Scotland international rugby union player

Scott MacLeod (born 3 March 1979 in Hawick) is a retired Scottish rugby union footballer. He last played as a lock for Newcastle Falcons. He is currently still an active part of that club, in a coaching role. Having retired from playing at the end of the 2016–16 season.

MacLeod was introduced to rugby at the age of 21, having previously been a keen golfer and basketball player. He joined Hawick Trades before going on to play for Hawick RFC, with whom he won the BT Cellnet Cup in 2002 and from whom he joined The Borders professional team when it was set up that year. MacLeod represented the Borders at under-21 level, but left the Border Reivers to join Llanelli Scarlets for the 2006–07 season and made his debut for the West Wales team on a visit to Ulster on the opening weekend of the Magners League.
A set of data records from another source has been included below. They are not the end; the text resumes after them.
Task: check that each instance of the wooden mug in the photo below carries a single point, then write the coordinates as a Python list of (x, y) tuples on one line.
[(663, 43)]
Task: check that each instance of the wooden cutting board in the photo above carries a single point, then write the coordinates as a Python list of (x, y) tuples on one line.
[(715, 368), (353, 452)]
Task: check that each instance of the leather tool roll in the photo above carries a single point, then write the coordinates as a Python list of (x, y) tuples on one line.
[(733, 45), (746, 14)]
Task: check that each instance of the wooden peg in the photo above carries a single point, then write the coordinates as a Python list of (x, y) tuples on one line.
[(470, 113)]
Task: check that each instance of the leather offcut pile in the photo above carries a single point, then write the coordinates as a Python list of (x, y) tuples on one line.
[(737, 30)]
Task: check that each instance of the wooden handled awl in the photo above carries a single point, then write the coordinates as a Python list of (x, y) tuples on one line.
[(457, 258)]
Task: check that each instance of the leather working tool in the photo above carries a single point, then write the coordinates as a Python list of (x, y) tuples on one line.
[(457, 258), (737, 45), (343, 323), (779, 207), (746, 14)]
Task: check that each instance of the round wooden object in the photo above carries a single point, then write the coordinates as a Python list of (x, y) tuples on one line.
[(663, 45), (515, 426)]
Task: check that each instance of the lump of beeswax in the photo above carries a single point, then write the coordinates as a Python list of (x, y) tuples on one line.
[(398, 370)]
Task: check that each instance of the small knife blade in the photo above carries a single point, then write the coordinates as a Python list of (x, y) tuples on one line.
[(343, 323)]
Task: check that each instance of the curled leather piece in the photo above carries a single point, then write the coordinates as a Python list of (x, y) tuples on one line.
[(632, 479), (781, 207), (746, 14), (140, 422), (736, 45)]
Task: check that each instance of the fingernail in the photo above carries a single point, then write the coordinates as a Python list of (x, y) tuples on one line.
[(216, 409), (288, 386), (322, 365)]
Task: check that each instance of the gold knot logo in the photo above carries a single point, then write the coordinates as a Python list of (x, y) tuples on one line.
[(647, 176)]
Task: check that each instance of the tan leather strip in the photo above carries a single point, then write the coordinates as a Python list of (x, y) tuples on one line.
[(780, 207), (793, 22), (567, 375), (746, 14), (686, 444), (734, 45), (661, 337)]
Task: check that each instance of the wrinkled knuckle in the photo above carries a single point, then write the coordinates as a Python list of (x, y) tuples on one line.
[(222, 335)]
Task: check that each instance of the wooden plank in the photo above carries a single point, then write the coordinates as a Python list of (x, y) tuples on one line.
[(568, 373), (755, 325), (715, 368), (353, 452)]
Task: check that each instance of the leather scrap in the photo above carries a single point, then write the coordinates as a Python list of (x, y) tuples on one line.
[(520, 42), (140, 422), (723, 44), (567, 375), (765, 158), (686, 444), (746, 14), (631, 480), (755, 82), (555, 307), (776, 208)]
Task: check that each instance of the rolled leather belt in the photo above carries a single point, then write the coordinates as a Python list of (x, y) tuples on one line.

He returned to Scottish rugby in January 2008 by signing for Edinburgh.

MacLeod made his debut for the national side on 6 November 2004, in a match against Australia, and has received 24 caps in total, 15 as a substitute. MacLeod was in the Scotland squad for the 2007 Rugby World Cup, where he made five appearances (four as a substitute).

On the morning of 25 February 2008, MacLeod was announced to have tested positive for banned substance terbutaline, only to be retrospectively cleared a few hours later after it was revealed to be nothing more than an administrative error. It was also announced later in the year that he had failed a doping test due to unusually high testosterone levels. He was later cleared as the rise in testosterone was due to a large amount of alcohol being consumed by the player the night before the test to celebrate the birth of his first child.

MacLeod was released by the Scarlets by mutual consent on 29 January 2009. He then signed for Edinburgh later that day.

In November 2010, MacLeod confirmed that he was moving to Japan. He has signed for the Kobe Kobelco Steelers for their upcoming 2011–12 Top League campaign.

In the 2012–13 season, Macleod signed up to play for the Newcastle Falcons.